3 Groupement de Semis Direct de Madagascar (GSDM) rassemblent les différents acteurs œuvrant pour la dissémination de l’AC à Madagascar. Actuellement, GSDM utilise le slogan GSDM, « professionnel de l’agroécologie ».

Les modalités de remboursement des intrants durant les périodes de récolte suivent les cahiers de charges du GSDM (Husson and Rakotondramanana, 2006) : les semences et les engrais (un crédit exempt d’intérêt) devaient être remboursés en nature (riz) et/ou en numéraire ; les produits phytosanitaires en numéraire avec un intérêt de 1% par mois. Le remboursement se fait sur le compte du GSD ouvert dans une institution de microfinance. En fait, l’AC était proposée et associée à une intensification classique avec des engrais chimiques pour obtenir des augmentations conséquentes et significatives de rendement. Des techniciens socio-organisateurs appuient l’OP pour l’accès au crédit et l’approvisionnement en intrants. Le projet a également permis la valorisation de la plante de couverture en achetant les semences de stylosanthes auprès d’exploitants producteurs à raison de 12 000 Ar le kilo. A ce prix, la production de semence est plus rentable que les autres cultures (Penot, 2016, p. 314). En conséquence, une forte dynamique de production de semence s’est créée. En 2009, les semences ont été produites en grande quantité alors que le faible nombre de nouveaux adoptants ne permettait pas d’absorber la quantité produite et le prix des semences a fortement diminué.
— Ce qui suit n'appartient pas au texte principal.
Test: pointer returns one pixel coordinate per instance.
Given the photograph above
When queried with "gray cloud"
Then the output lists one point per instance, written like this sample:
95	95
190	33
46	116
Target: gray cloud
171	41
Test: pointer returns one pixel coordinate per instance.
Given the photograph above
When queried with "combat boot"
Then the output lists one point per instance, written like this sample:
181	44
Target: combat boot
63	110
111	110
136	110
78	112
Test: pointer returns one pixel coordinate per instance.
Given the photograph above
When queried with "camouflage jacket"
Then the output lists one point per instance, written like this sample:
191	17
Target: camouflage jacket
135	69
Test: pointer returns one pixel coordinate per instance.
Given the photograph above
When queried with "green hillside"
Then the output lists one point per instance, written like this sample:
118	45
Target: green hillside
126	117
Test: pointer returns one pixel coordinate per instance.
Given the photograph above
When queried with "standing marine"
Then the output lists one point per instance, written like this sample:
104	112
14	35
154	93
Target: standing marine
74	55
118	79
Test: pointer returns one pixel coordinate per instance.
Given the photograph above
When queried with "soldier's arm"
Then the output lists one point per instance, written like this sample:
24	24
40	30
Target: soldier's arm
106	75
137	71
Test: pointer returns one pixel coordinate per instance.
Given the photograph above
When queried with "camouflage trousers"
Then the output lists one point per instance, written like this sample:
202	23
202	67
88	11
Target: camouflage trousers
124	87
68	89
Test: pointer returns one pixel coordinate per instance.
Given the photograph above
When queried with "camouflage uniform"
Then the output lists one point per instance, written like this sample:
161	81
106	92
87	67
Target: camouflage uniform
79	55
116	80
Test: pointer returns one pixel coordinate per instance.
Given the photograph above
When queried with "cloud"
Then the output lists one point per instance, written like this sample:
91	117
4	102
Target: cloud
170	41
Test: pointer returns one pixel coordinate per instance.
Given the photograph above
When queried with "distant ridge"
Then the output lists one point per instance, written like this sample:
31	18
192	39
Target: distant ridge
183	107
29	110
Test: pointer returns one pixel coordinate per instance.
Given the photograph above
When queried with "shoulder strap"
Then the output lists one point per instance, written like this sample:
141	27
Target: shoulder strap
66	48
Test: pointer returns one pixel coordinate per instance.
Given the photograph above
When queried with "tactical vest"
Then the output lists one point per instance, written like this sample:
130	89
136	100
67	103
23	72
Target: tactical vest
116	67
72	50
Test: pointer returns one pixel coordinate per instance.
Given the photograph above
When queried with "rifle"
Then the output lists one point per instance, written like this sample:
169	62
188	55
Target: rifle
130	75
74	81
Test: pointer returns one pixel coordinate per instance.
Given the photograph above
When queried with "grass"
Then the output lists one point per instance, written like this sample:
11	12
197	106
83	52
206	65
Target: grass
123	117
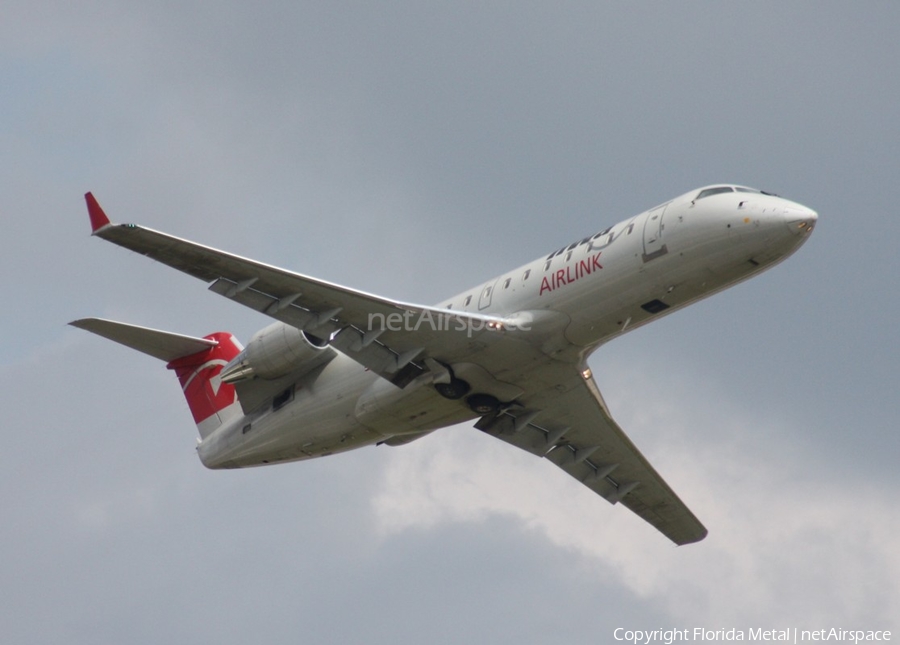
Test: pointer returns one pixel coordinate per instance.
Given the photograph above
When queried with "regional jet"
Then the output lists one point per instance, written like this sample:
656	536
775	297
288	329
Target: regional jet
340	369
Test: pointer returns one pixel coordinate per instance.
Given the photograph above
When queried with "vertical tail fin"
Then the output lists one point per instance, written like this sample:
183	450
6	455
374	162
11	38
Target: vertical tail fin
197	363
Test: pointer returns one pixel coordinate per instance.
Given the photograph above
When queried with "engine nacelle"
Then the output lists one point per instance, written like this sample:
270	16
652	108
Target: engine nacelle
275	351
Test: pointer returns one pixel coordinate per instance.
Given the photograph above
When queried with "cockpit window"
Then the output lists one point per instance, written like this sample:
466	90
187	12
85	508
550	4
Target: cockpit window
714	191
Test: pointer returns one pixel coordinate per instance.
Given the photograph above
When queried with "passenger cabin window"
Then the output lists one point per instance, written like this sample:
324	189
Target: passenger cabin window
713	191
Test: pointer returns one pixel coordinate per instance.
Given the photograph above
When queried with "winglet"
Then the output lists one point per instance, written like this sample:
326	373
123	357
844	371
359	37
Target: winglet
98	217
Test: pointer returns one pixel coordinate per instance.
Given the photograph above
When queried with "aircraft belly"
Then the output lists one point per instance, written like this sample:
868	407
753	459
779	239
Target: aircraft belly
318	421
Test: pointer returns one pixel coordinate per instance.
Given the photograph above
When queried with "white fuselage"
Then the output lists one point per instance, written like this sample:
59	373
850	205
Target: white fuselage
577	298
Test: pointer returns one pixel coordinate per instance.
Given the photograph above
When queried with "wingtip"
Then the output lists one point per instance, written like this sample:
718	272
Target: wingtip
98	217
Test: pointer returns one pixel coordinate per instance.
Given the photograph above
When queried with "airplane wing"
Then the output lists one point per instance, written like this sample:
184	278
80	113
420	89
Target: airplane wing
558	412
571	426
372	330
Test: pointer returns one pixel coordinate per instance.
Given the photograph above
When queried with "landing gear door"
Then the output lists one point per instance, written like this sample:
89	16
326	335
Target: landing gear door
653	234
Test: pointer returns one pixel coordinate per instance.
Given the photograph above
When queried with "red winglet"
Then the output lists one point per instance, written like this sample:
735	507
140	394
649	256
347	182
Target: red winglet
98	217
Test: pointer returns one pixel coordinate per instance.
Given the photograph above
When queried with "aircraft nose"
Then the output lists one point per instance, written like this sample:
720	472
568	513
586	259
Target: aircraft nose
800	220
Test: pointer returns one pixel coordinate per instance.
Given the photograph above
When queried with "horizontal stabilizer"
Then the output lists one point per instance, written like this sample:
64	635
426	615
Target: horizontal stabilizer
163	345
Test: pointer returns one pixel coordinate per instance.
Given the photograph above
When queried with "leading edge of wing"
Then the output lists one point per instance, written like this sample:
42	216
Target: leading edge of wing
570	426
129	236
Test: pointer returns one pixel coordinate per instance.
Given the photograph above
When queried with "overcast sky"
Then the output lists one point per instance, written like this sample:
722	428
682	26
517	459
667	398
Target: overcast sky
414	150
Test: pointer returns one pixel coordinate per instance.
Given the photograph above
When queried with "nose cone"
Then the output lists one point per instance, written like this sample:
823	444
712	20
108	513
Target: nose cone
800	220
Cette première phase du projet a rencontré des difficultés de mise œuvre dues à une grande dispersion géographique des exploitants, un manque d’efficacité de l’appui-conseil individuel pour une diffusion de masse, un faible niveau de remboursement des crédits, un manque d’organisation de la production de semence et une multiplication de petits groupements de paysans opportunistes.
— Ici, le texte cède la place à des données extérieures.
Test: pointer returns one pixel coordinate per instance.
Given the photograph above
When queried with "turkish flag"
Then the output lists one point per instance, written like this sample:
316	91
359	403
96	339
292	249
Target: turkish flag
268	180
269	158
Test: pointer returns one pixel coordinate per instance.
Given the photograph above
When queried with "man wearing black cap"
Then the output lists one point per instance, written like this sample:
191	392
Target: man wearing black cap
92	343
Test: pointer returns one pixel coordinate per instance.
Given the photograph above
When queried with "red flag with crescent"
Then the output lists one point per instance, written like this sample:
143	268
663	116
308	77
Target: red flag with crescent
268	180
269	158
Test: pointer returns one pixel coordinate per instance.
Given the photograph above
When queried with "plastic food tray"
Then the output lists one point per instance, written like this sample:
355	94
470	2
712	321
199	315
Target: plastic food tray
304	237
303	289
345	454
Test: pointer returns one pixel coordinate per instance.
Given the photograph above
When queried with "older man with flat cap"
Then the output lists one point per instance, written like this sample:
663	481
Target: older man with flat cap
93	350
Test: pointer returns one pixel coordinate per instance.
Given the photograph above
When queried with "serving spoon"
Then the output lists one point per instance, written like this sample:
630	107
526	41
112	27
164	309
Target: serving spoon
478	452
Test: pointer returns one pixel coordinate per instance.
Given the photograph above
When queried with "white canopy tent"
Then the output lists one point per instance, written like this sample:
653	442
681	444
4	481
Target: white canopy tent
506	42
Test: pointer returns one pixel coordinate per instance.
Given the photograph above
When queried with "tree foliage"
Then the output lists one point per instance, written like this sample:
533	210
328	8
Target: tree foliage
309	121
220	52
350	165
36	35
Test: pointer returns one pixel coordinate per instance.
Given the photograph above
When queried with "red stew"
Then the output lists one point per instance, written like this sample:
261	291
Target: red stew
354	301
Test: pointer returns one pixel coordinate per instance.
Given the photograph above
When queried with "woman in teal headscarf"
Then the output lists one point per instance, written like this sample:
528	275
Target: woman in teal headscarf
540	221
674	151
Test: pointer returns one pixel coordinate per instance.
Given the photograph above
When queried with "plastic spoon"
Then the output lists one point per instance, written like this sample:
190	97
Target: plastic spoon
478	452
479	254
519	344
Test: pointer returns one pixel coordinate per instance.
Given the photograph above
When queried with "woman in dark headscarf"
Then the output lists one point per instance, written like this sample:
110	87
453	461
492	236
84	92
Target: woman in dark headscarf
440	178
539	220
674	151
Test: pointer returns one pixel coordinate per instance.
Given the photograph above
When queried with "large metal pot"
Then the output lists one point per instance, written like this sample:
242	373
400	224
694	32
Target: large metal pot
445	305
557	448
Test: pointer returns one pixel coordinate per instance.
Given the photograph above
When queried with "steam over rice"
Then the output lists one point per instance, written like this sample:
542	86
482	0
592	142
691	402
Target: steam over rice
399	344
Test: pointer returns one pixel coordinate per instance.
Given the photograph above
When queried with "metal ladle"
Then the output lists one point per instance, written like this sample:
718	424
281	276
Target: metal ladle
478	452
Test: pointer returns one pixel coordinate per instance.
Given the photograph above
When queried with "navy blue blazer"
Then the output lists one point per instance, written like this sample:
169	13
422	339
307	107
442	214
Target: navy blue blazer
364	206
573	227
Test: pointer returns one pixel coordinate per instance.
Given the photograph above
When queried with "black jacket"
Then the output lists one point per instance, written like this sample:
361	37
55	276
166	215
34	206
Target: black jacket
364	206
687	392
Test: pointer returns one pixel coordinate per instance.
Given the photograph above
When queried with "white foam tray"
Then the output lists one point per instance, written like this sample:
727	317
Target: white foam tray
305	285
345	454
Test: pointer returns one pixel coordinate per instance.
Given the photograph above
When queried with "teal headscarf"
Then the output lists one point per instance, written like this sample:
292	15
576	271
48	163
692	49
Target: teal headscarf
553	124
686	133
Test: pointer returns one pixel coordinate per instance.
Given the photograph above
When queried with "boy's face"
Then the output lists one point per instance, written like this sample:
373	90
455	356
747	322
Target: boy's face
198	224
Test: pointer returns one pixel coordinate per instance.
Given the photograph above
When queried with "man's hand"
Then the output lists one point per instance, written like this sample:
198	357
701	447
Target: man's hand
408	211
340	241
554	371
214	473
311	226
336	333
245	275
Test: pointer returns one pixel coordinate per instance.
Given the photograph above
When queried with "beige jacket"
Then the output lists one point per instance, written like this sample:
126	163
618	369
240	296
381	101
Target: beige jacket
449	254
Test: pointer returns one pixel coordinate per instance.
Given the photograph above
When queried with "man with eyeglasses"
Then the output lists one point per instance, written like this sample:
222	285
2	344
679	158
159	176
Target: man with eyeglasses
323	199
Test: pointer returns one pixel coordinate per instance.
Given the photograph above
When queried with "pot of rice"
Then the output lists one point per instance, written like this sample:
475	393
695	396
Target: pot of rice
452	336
Deuxième phase du projet (2009 à 2012)

Sur la base de l’évaluation de la première phase, les modalités de dissémination ont été modifiées durant la seconde phase du projet : (i) les interventions ont été concentrées dans 4 sur les 8 communes de la première phase ; (ii) le projet ne s’est pas limité à des conseils techniques à la parcelle mais a pris en compte l’ensemble de l’exploitation agricole ; (iii) l’appui-conseil a été mis en œuvre en groupe ; (iv) le crédit à caution solidaire et le préfinancement ont été abandonnés (les paysans étant censés autoproduire leurs propres semences) ; (v) seulement quelques paysans, dit “paysans pilotes”, ont été formés pour la production de semences ; (v) seuls les groupements qui n’ont pas un caractère opportuniste ont été retenus et formés sur la gestion et le fonctionnement d’une organisation. Les techniciens socio-organisateurs assuraient la formation au niveau des OP.

Le contrôle de la plante de couverture pour le cas de l’AC à base de stylosanthes (annexe 5) avait été identifié comme une contrainte forte pour la mise en œuvre de cette technique en raison de l’importance et de la pénibilité du travail manuel. De ce fait, à partir de 2011, le Fonds Régional pour le Développement Agricole (FRDA) par le biais du projet BVPI a subventionné partiellement l’achat de rouleaux aux groupements existants pour une utilisation collective.